Fonte: MedPage Today

3 ganchos

  1. Paciente em GLP-1 com platô de perda de peso. TSH está pedido? Hipotireoidismo subclínico pós-tireoidectomia é causa frequente e corrigível.
  2. Toda vez que o protocolo de emagrecimento não avança em mulher acima de 50, a tireoide merece atenção antes de mudar a dieta.
  3. Tireoidectomia muda o metabolismo basal de forma permanente. O protocolo de composição corporal precisa saber disso desde o início.
Diretrizes

Regulação federal de grants nos EUA ameaça pesquisa em obesidade e metabolismo

O governo Trump propôs reformulação ampla das regulações federais de concessão de grants, gerando alarme entre pesquisadores financiados pelo NIH. A proposta aumenta controle político sobre alocação de recursos científicos. Para a comunidade brasileira, o impacto é indireto mas real: parte substancial dos dados de base usados em diretrizes de obesidade, GLP-1 e composição corporal vem de estudos financiados pelo NIH. Interrupção ou redirecionamento desses fluxos pode retardar publicação de trials em andamento e escassear dados de longo prazo que sustentam condutas atuais.

Fonte: STAT News

3 ganchos

  1. Boa parte das diretrizes que o médico brasileiro usa no consultório nasceu de dado financiado pelo NIH. O que acontece com esse financiamento importa aqui também.
  2. Controle político sobre concessão de grants científicos não é abstração. É o que decide quais perguntas sobre obesidade e metabolismo vão ter resposta nos próximos 5 anos.
  3. Toda vez que uma diretriz de emagrecimento ou GLP-1 é atualizada, rastreie de onde veio o dado que a sustenta.
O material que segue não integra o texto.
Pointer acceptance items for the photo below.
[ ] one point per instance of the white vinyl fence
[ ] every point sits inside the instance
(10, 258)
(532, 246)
Em 2026, essa fonte está sob pressão.

Não fez o corte

Temas descartados

  • Ebola (múltiplas entradas) — fora do escopo editorial de nutrologia, endocrinologia metabólica e medicina do esporte.
  • ASCO 2026: oncologia pura (mieloma múltiplo, linfoma B, câncer de mama, radioterapia cerebral) — sem ponte direta com composição corporal, metabolismo ou esporte.
  • Conteúdo comportamental/autoajuda (pesquisadora de Stanford sobre modelo mental, velório em vida, idosos reinventando velhice, menstruação e gênero, pesadelos e sono) — bem-estar genérico sem dado clínico aplicável ao escopo.
  • Ranking SUS, Fiocruz Provoc, UnitedHealth fraude Medicaid, movimentações de executivos pharma — puramente corporativo ou institucional sem dado próprio relevante ao escopo.